Seven years later, nothing had changed. In 2015, a telecom major in Malaysia almost brought down the Internet. The telco advertised routes to 179,000 prefixes, which a U.S.-based Tier 1 provider accepted and forwarded to its peer providers and customers. As a result, the provider in Malaysia was inundated with most of the world’s Internet traffic—which it was not equipped to handle. This caused a considerable Internet slowdown. 

Known as route leaks, these and other similar incidents occur because the inherent nature of BGP is to trust. It’s this same trust-based approach that abets BGP hijacking. Configure an edge router to announce more specific prefixes to a destination, and peer networks will accept and divert traffic intended for the destination to the attacker. Numerous incidents throughout Internet history, some accidental and some deliberate, have caused data to traverse the most confounding paths. In one incident, two Denver computers exchanged their traffic through Iceland, and in another, British traffic to the Atomic Weapons Establishment flowed through Ukraine!

Not just BGPIGP too

The network has more to throw at you. Route flaps, link congestion, prefix changes, missing routes, incorrectly configured filters and policies can all lead to different routing issues. The causes can be anything from network hardware issues to misconfigurations or fat fingers. Whatever the reason for your routing troubles, as a provider of network services, the last thing you want to hear is that you violated your SLAs.

Routing issues can take a long time to resolve. Networks are large and complex, the problems are varied, and the root cause is often difficult to find. In the chaos, you need to find what is affecting data delivery while making sure you don’t violate SLAs. If you think “show ip bgp” or “debug ip ospf *” are all you need to solve your routing troubles, you may be in for a long night.
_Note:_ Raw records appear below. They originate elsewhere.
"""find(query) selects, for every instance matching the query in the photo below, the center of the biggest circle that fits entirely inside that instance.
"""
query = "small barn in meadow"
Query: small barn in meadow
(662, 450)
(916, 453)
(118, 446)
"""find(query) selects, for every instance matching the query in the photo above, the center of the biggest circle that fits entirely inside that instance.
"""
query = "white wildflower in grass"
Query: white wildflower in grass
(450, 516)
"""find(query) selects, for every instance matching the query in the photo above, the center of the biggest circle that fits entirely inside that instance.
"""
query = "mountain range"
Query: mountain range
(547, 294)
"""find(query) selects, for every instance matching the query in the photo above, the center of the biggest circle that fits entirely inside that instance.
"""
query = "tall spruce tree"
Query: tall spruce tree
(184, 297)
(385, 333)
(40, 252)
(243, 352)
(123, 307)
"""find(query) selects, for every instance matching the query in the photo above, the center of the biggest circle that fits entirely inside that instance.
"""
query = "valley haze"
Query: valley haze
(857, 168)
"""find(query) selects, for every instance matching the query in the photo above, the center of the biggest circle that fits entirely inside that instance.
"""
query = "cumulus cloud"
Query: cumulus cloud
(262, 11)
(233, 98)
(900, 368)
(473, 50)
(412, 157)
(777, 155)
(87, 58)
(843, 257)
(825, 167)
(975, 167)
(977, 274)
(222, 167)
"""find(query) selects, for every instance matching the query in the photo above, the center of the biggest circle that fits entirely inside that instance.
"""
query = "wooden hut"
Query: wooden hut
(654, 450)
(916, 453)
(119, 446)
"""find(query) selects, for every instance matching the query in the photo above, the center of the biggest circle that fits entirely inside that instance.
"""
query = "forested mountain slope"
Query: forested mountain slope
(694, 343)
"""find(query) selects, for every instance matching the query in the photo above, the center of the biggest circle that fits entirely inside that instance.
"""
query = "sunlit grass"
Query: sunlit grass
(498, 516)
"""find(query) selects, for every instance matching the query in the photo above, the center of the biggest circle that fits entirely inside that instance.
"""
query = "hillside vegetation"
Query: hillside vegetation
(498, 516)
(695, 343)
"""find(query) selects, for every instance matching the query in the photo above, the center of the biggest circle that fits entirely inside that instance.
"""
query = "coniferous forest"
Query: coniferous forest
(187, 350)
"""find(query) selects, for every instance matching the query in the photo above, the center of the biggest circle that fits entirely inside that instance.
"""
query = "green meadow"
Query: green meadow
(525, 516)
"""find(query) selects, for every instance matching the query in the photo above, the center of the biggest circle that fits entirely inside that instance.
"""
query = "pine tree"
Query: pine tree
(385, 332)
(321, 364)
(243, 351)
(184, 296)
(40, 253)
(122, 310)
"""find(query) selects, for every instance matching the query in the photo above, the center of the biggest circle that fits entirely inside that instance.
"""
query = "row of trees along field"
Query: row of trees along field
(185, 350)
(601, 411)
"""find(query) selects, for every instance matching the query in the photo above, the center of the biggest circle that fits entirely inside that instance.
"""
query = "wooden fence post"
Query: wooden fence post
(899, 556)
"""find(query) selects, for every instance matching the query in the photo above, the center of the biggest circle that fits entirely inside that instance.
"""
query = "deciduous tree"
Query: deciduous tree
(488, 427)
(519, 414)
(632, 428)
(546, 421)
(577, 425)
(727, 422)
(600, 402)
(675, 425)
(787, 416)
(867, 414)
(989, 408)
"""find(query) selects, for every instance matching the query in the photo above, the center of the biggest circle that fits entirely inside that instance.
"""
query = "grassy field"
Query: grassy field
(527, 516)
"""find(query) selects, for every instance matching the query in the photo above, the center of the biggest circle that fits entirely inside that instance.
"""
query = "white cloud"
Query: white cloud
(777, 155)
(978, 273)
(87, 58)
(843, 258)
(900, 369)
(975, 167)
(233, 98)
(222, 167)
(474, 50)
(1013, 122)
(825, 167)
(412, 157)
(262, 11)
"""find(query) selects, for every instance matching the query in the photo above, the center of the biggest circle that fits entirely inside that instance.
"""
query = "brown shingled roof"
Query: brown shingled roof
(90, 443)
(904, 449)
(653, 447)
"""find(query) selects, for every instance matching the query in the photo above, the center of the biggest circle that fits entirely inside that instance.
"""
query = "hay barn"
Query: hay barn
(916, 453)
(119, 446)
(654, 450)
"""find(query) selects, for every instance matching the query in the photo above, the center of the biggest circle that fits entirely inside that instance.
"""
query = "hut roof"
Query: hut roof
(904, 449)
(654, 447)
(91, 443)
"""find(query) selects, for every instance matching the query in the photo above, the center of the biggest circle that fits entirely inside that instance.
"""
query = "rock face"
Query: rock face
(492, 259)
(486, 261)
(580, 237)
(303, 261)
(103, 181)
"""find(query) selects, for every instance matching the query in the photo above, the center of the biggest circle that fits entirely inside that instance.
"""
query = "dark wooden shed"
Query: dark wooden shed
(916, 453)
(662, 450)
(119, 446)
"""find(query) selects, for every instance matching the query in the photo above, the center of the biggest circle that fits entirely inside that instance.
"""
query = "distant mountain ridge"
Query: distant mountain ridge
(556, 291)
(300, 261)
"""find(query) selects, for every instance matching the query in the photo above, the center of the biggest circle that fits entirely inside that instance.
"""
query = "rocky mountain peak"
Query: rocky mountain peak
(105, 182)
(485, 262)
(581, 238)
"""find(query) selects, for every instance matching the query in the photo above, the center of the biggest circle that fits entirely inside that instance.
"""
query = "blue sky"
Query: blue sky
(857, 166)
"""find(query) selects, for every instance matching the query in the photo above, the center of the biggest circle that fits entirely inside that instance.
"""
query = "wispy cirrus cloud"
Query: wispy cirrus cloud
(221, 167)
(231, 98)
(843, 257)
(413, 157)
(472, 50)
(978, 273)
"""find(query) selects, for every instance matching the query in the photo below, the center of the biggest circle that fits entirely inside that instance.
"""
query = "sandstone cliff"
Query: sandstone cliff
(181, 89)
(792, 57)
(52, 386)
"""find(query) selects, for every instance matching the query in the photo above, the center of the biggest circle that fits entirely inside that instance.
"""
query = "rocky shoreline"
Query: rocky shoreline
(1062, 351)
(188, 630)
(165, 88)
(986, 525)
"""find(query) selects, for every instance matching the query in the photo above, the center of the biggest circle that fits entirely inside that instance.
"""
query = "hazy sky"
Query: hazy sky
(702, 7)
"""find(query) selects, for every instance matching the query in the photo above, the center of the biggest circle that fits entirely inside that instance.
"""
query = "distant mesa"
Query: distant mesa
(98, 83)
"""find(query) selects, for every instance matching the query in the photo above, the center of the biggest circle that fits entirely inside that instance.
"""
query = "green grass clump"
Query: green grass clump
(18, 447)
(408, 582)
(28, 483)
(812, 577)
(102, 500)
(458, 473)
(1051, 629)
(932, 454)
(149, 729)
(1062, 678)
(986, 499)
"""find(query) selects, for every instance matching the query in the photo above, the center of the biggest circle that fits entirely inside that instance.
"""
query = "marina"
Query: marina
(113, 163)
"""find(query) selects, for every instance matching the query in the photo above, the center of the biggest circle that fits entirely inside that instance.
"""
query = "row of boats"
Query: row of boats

Because both inter- and intra-AS routing are complex and dynamic, traditional SNMP-based monitoring tools can’t explain why data traversed a slower or unknown route for five minutes a week ago. If you use such a tool, which provides routing information via SNMP or probes for operational monitoring, can you afford to wait until the next ‘SNMP get’ request is triggered and completed, or until a probe collects and sends its data over the Internet to your server?

How to stop worrying

Help comes in the form of proactive monitoring, providing real-time visibility into the complete data path of services you care about—a capability known as route analytics. Blue Planet Route Optimization and Assurance (ROA) is a route analytics solution that can help fast-forward your manual, time-consuming CLI-based troubleshooting by providing real-time and historical information about routing performance. ROA alerts for routing events such as changes to paths, prefixes, and route state, and provides  the ability to drill down on a path change to look at underlying performance metrics, all of which reduces the mean time to identify and resolve routing issues—and helps you achieve your SLA targets.

With route analytics, you can never go off-route!